One of the greatest writers, playwrights, and poets of the nineteenth and early twentieth centuries was an Irishman named George Bernard Shaw. Among his credits is a story named "Pygmalion." It is about a professor that takes a woman off of the streets of London to later present her as a lady of high society. You know it as "My Fair Lady," the stage play starring Julie Andrews and film starring Audrey Hepburn. Also, there is the play entitled "The Importance of Being Earnest." You might remember this one from High School English classes. With such works to his name we can see that this is a remarkable writer.
However, there is a sadder and more disturbing side of George Bernard Shaw. Though described by one writer as looking like "Santa's skinny brother" Shaw had a dislike for Christmas. Upon examination of his collected works we see this sentiment creeping up in various places and ways. In fact Shaw is quoted as saying the below statement:
"Christmas is forced upon a reluctant and disgusted nation by the shopkeepers and the press; on its own merits it would wither and shrivel in the fiery breath of universal hatred."
Yes, these words sound more like the famed Ebenezer Scrooge brought to life by the pen of Charles Dickens. But Shaw felt just this way. Christmas was purely commercial to his frame of mind and so he dismissed the deeper meaning of the occasion. Could it be that Dr. Seuss concocted his Grinch after Mr. Shaw? Unlikely. But the two do exhibit the same disdain for the holiday. We can only hope that in later years his heart grew as did that of the Grinch.

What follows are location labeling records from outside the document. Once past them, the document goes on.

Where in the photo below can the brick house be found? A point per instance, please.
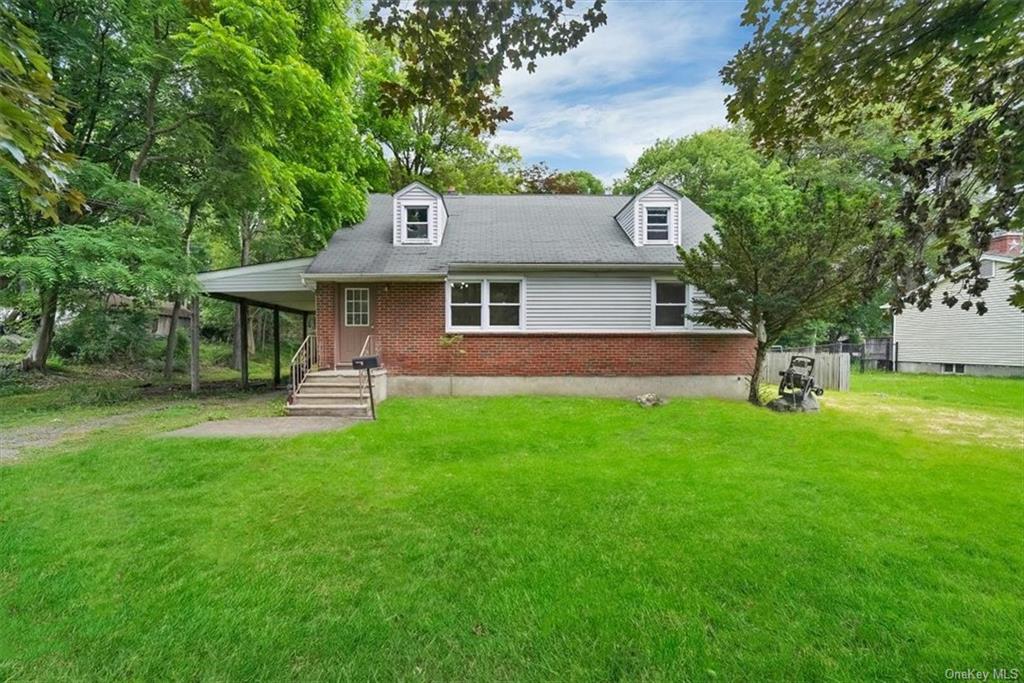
(519, 294)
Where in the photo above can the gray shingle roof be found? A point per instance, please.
(502, 229)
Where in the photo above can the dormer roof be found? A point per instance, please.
(420, 216)
(551, 231)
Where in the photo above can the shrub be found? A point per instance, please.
(100, 335)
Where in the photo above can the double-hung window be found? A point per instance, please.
(417, 222)
(670, 304)
(657, 223)
(484, 304)
(356, 307)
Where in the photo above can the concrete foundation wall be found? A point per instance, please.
(979, 371)
(720, 386)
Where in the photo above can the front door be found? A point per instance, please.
(354, 321)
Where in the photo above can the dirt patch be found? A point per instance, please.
(262, 427)
(14, 441)
(953, 425)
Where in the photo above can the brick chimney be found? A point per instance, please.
(1007, 244)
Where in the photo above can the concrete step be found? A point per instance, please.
(331, 388)
(358, 411)
(305, 398)
(330, 380)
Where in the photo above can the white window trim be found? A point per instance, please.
(344, 304)
(404, 224)
(485, 305)
(671, 206)
(667, 329)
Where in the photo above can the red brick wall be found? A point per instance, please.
(327, 323)
(409, 322)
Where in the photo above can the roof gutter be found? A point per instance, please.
(640, 267)
(372, 276)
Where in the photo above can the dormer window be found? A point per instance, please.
(417, 224)
(420, 216)
(657, 223)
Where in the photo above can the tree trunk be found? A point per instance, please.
(172, 340)
(172, 337)
(40, 351)
(237, 339)
(245, 245)
(759, 358)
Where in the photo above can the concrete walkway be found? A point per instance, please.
(264, 427)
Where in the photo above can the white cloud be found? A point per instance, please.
(651, 72)
(620, 126)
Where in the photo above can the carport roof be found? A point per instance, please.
(276, 285)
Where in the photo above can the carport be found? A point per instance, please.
(276, 286)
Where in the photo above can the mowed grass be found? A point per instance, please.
(522, 540)
(990, 394)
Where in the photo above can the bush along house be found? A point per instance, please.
(478, 295)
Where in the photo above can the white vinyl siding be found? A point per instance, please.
(419, 196)
(581, 302)
(588, 303)
(942, 335)
(657, 197)
(633, 217)
(627, 220)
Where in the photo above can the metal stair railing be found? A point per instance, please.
(303, 360)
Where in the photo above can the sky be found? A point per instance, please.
(651, 72)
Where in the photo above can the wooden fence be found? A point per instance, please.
(832, 371)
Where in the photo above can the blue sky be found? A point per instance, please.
(650, 72)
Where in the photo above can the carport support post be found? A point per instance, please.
(276, 348)
(194, 346)
(244, 341)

Today, we can look at the quote given by Shaw and can see a half truth. Look in the stores and we see that they are pushing Christmas sales long before Halloween. But there is also a lesson. We find that the second part is not true at all. As we look through human history we find that some of the finest moments of humanity took place at this special time. So, today we say not so to Mr. Shaw and are thankful that it is not. But, we will let you decide about the similarities of Shaw and Seuss' character.